It is fitting that tension in the film comes from an issue of “understanding.” Gondry sometimes chalks it up to his thick French accent.
Gondry chalks it up in other ways as well. Discourse may be driving the narrative, but what we see on screen is a kaleidoscope of images. Gondry uses a colorful neon-bright, hand-drawn, pulsating animation style to show us how he is processing the countless words he is hearing. It’s as if the ideas, rather than Gondry, are holding the chalk.
If you know and appreciate the director’s work in feature films, Is the Man Who Is Tall Happy? serves to illuminate the filmmaker as much as his subject. The idea of ideas is very much at the core of Gondry’s 2006 film The Science of Sleep, with Gael Garcia Bernal as a man who loses sight of the line between daydreams and reality, and the seminal 2004 Eternal Sunshine of the Spotless Mind, which examines the implications of a world where disturbing memories can be erased.
When Gondry says he had to do this film with Chomsky, you believe him.
In addition to the wide-ranging interviews and the animation, some of Gondry’s observations are written out like chalk on a board as he talks. Even that simple act — the writing of words, the way an idea slowly comes into focus as the words are put down — becomes a recurring theme.
Which brings us to the title: Is the Man Who Is Tall Happy?
Near the end, Chomsky and Gondry get into the specific way in which the structure of language impacts thought — it is what the MIT professor has spent a lifetime exploring. It is mesmerizing to see those seven words structured, then restructured, Chomsky explaining why we choose to place words where, how meaning shifts accordingly.

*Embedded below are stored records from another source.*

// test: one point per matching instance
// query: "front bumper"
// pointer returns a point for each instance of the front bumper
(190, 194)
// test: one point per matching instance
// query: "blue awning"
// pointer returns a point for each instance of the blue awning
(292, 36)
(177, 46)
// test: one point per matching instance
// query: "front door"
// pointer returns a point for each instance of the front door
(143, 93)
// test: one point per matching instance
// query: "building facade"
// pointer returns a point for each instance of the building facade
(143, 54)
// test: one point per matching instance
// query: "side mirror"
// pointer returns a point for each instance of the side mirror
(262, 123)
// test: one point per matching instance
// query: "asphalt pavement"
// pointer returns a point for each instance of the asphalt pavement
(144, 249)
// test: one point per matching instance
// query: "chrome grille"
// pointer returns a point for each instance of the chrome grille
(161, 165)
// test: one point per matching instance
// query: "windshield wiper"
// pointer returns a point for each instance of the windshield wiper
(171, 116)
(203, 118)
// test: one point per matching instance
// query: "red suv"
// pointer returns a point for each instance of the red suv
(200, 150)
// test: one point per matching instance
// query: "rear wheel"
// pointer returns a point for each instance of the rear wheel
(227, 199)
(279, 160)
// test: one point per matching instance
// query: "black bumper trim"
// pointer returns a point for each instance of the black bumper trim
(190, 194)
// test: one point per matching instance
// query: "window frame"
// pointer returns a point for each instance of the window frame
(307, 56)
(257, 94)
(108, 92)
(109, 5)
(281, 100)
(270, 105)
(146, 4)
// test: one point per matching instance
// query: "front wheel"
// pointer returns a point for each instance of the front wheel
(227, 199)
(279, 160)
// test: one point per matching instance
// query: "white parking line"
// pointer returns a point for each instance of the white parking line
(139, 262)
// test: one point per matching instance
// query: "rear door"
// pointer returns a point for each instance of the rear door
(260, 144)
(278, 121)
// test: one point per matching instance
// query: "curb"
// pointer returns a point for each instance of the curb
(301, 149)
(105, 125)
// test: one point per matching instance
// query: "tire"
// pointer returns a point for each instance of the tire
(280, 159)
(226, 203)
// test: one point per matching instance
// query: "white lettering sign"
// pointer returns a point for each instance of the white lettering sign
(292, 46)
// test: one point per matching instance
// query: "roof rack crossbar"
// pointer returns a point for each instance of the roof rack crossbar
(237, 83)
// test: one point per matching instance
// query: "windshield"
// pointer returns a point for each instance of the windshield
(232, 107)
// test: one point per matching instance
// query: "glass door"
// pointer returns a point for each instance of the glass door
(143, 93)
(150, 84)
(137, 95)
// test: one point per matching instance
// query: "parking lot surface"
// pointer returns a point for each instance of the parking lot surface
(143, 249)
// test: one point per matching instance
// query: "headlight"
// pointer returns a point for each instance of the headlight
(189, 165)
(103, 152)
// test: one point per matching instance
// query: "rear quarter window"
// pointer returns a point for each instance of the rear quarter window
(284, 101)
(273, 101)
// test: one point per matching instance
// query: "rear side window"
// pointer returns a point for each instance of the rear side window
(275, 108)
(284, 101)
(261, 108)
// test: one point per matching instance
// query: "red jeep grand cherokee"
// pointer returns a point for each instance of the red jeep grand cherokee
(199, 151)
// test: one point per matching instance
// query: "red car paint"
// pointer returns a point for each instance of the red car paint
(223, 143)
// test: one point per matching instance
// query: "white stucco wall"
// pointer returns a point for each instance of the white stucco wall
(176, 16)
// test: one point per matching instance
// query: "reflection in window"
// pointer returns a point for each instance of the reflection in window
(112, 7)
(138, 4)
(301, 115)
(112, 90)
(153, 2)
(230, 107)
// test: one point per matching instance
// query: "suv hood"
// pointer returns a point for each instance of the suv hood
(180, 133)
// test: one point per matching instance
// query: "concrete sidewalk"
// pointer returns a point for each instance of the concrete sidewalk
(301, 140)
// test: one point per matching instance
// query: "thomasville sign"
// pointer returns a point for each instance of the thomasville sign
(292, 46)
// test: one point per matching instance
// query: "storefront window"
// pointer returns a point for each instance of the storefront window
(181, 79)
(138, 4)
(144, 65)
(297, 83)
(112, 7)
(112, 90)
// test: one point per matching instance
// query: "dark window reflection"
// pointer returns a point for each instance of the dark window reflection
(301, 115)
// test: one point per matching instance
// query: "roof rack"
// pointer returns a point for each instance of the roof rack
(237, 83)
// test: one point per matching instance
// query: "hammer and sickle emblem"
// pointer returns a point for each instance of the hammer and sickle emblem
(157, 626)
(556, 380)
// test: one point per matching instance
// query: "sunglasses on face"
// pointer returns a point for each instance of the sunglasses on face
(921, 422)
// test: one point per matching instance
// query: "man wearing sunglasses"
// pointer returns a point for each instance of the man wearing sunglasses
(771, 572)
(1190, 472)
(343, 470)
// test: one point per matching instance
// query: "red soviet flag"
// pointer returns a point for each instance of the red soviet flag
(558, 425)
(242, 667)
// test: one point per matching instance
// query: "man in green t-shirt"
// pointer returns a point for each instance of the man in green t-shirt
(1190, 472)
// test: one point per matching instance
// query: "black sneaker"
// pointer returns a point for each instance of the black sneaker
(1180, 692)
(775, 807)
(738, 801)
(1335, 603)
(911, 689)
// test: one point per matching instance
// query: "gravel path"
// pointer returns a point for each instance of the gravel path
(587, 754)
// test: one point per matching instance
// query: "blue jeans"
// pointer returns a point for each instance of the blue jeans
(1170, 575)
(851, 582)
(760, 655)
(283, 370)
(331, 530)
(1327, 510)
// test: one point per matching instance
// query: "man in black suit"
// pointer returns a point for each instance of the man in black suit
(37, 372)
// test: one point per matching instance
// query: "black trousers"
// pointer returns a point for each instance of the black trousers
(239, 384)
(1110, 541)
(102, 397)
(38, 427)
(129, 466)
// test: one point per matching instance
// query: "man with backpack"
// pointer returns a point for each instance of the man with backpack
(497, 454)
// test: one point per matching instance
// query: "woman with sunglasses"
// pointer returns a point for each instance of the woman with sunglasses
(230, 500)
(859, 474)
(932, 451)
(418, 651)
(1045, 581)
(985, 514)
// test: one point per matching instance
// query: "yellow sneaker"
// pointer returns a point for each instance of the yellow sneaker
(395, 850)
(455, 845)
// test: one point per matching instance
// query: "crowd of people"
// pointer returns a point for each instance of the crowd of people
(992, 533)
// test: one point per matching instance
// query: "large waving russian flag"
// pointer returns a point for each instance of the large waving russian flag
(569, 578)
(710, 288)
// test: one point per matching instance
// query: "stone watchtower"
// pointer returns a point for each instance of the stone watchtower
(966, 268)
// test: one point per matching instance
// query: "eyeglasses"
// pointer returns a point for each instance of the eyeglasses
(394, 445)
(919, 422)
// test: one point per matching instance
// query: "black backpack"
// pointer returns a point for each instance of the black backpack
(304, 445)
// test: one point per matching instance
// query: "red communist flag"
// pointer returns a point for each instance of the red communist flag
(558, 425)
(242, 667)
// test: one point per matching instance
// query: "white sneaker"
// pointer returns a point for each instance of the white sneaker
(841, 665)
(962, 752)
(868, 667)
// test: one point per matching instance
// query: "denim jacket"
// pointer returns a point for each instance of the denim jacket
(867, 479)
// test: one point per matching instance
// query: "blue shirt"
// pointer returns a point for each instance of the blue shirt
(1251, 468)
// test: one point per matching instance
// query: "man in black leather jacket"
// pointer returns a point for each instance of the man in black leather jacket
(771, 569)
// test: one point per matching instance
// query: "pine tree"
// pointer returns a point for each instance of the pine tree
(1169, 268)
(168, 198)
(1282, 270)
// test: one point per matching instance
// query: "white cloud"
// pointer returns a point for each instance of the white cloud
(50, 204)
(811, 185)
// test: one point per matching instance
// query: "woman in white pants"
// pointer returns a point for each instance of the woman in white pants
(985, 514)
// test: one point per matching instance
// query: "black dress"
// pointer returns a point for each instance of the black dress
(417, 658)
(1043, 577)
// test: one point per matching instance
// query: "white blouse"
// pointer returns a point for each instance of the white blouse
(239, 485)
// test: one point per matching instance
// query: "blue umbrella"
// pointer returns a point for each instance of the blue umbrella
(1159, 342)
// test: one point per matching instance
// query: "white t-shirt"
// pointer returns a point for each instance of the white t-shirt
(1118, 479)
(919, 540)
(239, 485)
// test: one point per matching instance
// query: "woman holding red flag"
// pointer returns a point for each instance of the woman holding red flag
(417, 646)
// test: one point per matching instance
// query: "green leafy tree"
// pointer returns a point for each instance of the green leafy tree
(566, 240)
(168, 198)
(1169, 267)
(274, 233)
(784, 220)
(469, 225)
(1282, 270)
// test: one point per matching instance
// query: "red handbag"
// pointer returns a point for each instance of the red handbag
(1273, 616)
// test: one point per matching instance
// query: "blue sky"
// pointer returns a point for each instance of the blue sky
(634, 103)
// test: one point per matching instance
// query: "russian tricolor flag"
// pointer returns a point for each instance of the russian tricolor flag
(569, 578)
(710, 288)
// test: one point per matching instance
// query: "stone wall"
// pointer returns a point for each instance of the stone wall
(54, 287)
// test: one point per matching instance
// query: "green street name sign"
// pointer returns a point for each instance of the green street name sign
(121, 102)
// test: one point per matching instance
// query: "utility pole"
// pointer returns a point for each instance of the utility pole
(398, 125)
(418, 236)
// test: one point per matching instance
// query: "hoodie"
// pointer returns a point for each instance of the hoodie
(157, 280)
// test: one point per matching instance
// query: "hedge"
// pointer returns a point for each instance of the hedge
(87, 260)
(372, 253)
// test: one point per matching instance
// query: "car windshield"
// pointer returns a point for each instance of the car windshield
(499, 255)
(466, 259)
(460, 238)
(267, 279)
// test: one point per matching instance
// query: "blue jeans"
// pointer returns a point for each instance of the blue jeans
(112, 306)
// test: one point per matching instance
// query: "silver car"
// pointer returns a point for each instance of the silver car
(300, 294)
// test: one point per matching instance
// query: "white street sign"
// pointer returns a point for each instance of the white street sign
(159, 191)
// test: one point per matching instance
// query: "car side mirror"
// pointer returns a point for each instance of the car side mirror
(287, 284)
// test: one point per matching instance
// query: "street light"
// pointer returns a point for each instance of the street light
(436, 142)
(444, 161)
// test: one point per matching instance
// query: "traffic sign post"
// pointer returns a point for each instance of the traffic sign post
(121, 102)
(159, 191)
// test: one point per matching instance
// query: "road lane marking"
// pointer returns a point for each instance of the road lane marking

The film isn’t a very long one but it is a saturated one, so much thinking on screen. In addition to Gondry’s drawings and some photo collages, the director occasionally sketches out a camera and projects footage of Chomsky, as if we will forget this is a film. I don’t know whether the tall man is happy, but I do know that Is the Man Who Is Tall Happy? is intellectually and visually groundbreaking, and most certainly a film.